Founded in 1995, Audible now owned by Amazon is the ultimate platform for people who love storytelling and listening to content rather than reading it. But reaching this level wouldn't have been possible for Audible without Katz's unrelenting passion. Obsessed with writing and literature, he always knew the value of stories and its voice. So coming up with something like Audible was always on the cards.
While Audible has been around globally for over a decade now, it made its debut in India recently. And just in a short duration of time, it has made quite an impact in the audio entertainment market by providing original content, over 2,00,000 English-language audiobooks. As insane as the number might sound, that's not it, one also has over 400 exclusive titles by local authors, making it an ultimate place for people who value recitals and narration.
While he is known as a popular tech person, he was once a correspondent for Rolling Stone, where he covered terrorism and revolutions around the world and then he turned to writing. Twenty years into this profession did make him push the limit and achieve the impossible.
Before becoming the top tech CEO, he learned to depict things as they are due to his stint as a journalist. Covering wars and real-life stories affected him to the core and that's when he turned toward the books.
Katz says, "I'm lucky to have had the gift of two careers. I began my 20-year writing career for Rolling Stone as the magazine's London correspondent in the mid-'70s, and I went on to cover wars and revolutions and met the = most interesting, gifted and terrifying people.

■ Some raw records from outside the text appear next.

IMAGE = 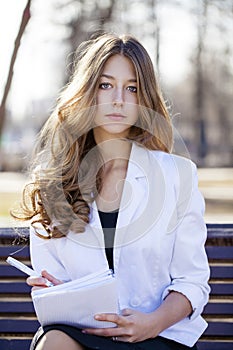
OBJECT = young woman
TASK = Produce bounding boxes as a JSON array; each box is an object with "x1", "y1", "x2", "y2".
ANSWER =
[{"x1": 15, "y1": 33, "x2": 210, "y2": 350}]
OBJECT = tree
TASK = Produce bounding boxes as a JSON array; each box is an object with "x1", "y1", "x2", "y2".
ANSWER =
[
  {"x1": 195, "y1": 0, "x2": 208, "y2": 165},
  {"x1": 54, "y1": 0, "x2": 116, "y2": 83},
  {"x1": 0, "y1": 0, "x2": 32, "y2": 160}
]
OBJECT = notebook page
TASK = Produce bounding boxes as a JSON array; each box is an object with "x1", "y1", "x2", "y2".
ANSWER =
[
  {"x1": 32, "y1": 268, "x2": 113, "y2": 296},
  {"x1": 32, "y1": 276, "x2": 118, "y2": 328}
]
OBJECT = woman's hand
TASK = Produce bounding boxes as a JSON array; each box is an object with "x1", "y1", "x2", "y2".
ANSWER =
[
  {"x1": 82, "y1": 292, "x2": 192, "y2": 343},
  {"x1": 27, "y1": 270, "x2": 63, "y2": 291},
  {"x1": 82, "y1": 308, "x2": 159, "y2": 343}
]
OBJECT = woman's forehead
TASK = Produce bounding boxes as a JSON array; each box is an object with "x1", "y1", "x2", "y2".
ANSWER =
[{"x1": 101, "y1": 54, "x2": 137, "y2": 79}]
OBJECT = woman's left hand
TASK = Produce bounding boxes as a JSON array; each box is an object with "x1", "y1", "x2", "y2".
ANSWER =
[{"x1": 82, "y1": 308, "x2": 159, "y2": 343}]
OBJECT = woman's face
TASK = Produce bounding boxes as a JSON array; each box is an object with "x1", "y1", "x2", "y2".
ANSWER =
[{"x1": 93, "y1": 54, "x2": 138, "y2": 142}]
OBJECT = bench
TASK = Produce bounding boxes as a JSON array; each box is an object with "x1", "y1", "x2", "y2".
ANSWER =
[{"x1": 0, "y1": 224, "x2": 232, "y2": 350}]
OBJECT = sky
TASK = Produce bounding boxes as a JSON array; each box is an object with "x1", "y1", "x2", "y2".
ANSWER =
[
  {"x1": 0, "y1": 0, "x2": 197, "y2": 120},
  {"x1": 0, "y1": 0, "x2": 68, "y2": 119}
]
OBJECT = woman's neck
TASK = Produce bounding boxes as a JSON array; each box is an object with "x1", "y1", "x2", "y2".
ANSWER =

I was very affected by being part of the early days of Rolling Stone, when we felt we were imprinting the culture with something new and writing stories that depicted the world, not as it is, as a line in the Talmud phrases it, "but as we are'. There was a real élan to it." Katz left writing but his experience as a writer made him build a successful brand.
"Many elements that make Audible a distinctive company in many ways has a higher purpose drawn upon the many things I experienced as a writer," he explains.